ICF: Seasonal R21 mass vaccination for malaria elimination

Lead Research Organisation: London School of Hygiene & Tropical Medicine
Department Name: MRC Unit The Gambia at LSHTM

Abstract

Since 2000, the malaria burden in sub-Saharan Africa has substantially decreased thanks to the scale up of standard control interventions such as insecticide treated bed nets. However, progress has stalled since 2014, particularly in countries with moderate to high transmission. New interventions able to further reduce malaria transmission are needed.

Mathematical models suggest that mass vaccination with a pre-erythrocytic vaccine before the malaria transmission season could have a major impact on transmission. The development of malaria vaccines has targeted mainly infants as children under 5 are those at higher risk of severe malaria and death. The World Health Organization recently approved RTS,S/AS01, the first malaria vaccine recommended for children from 5 month of age. However, there are other malaria vaccine candidates under development, of which R21 is the most advanced as it has recently shown excellent protective efficacy against clinical malaria in children. Both RTS,S/AS01 and R21 are pre-erythrocytic vaccines as they target the stage of the malaria parasite that is injected by infected mosquitoes into humans. Therefore, if administered to the whole population, they could decrease transmission by reducing the proportion of successful infections by the vector. However, mass vaccination for malaria control has never been evaluated. The availability of R21 offers a unique opportunity for such an evaluation.
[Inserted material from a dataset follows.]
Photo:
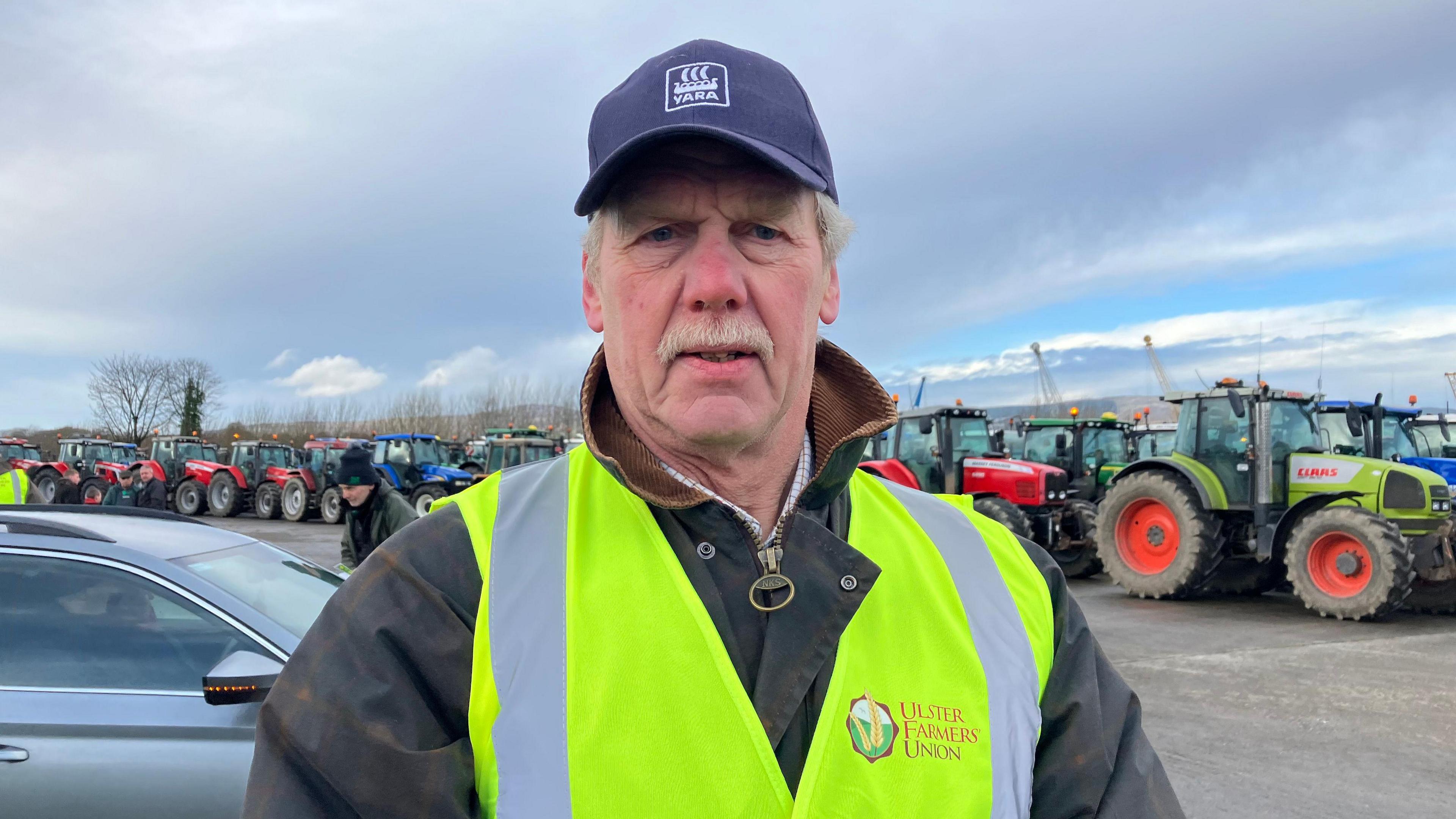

We propose to implement a community-based, cluster-randomized trial in two areas at the extremes of the malaria transmission spectrum, i.e., Upper River Region, eastern Gambia, with low to moderate seasonal transmission, and Central Plateau Region, Burkina Faso, with intense seasonal transmission. Fifty-four villages with 200-600 inhabitants (30 in The Gambia and 24 in Burkina Faso) will be randomized to either intervention or control arm. Mass vaccination with R21 (3 doses at 1 month interval) will be implemented in intervention villages just before the malaria transmission season (April-June). A booster vaccine dose will be administered the following year, in June, before the transmission season. Patients with clinical malaria will be diagnosed at local health facilities and in all study villages. At peak transmission season (November), a cross-sectional survey to determine the prevalence of malaria infection will be carried out in both study arms. Qualitative social science data on coverage, potential bottlenecks for the intervention, and acceptability will be collected; a health economics study on the cost-effectiveness of the intervention will be carried out. Following vaccination, the prevalence of malaria infection in all age groups at the peak transmission season in the intervention and control villages will be compared. Other outcomes include incidence of clinical malaria, prevalence of malaria infection in all age groups at peak transmission after the vaccine booster dose, safety and tolerability of R21, vaccination coverage at village level, cost-effectiveness of the intervention.

The capacity building component will include training on malaria modelling, a short course on malaria for regional health teams that will probably continue to be offered after completion of this project, a course on qualitative and mixed methods implemented by the Institute of Tropical Medicine, Antwerp, and at least 2 PhD scholarships.

Given the current stalling of progress towards the targets set up in the WHO Global Technical Strategy, it is important to determine the potential of any additional intervention able to accelerate progress towards malaria elimination. Results of the proposed trial will be essential for formulating a policy decision on mass vaccination against malaria. Results will be applicable to African countries with seasonal transmission and similar endemicity.

Technical Summary

R21 is a safe and well tolerated novel pre-erythrocytic vaccine, with an overall protective efficacy in children of 75% against first or only clinical malaria episode and 74% against multiple episodes. Mathematical models suggest that mass vaccination with a pre-erythrocytic vaccine may substantially reduce malaria transmission. We will test this by implementing a cluster-randomized trial in two areas at the extremes of the malaria transmission spectrum, in The Gambia and in Burkina Faso. Study villages will be randomized to either the intervention (R21 mass vaccination) or control arm. An Information, Education and Communication campaign will be elaborated with the communities. Just before the malaria transmission, mass vaccination will be implemented for 2 years in intervention villages. In both study arms, a system of passive case detection to determine the incidence of clinical malaria will be set up at local health facilities and in all study villages, and a cross-sectional survey to determine malaria prevalence will be implemented at peak transmission season. Malaria prevalence in all age groups (determined by molecular methods) will be the primary outcome. Secondary outcomes will include clinical malaria incidence, malaria prevalence after the booster dose, safety and tolerability, intervention coverage. Mathematical modelling will be used to generalize the findings from the trial to provide direct support for policy decision-making. A cost-effectiveness evaluation will examine the value for money of the malaria vaccination campaign as part of the malaria control measures. Capacity building activities will include training in mathematical modelling, short courses on malaria and qualitative mixed methods, and PhD training.